On the morning of Monday December 20th the owl was particularly cooperative in its roosting location in a Norway Spruce and I was able to take a few pictures of the bird:
It was less cooperative on subsequent days, but was in the same tree and seen by many. It was especially instructive finding a Northern Saw-whet Owl after watching the Boreal Owl for a while - clearly smaller and with different structure and an entirely different facial pattern.
It was still present as of Wednesday January 12th, although in a different location closer to Tavern On The Green. It's been seen consuming cached food during the daytime, although it spends most of it's time sleeping and generally acting oblivious to the fact that it's most recent roost puts it above a trash and maintenance area for Tavern On The Green.
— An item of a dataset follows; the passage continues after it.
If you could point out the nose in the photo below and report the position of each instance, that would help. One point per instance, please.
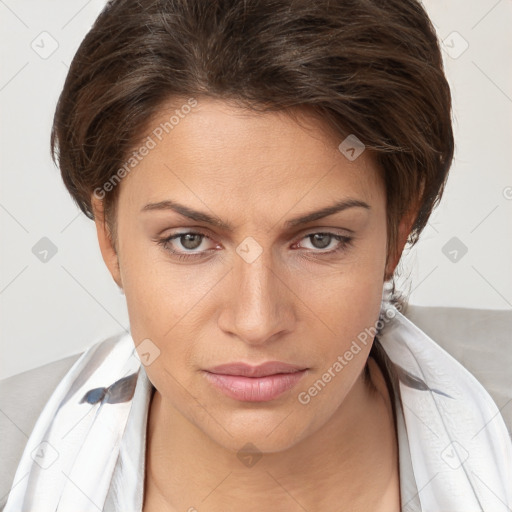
(259, 306)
This is a boreal owl invasion year, especially so in northern Minnesota which is experiencing a remarkable number of Great Gray Owls and many Northern Hawk Owls. The invasion is a result of a population crash of their favored prey species (small rodents) and bad weather in the Canadian Arctic over the summer. What drives these Arctic owls south, especially as far south as NYC, is starvation. (This includes the Snowy Owls at Jones Beach, etc). What is good for us birders is bad for these owls, and many will die before returning to their breeding grounds. ~300 Boreal Owls were caught in nets in Minnesota in late Oct - early Nov, as evidence that Boreal Owls were also on the move earlier in the winter. A couple of the much larger boreal Great Gray Owls made it to northern NY state in February/March 2005.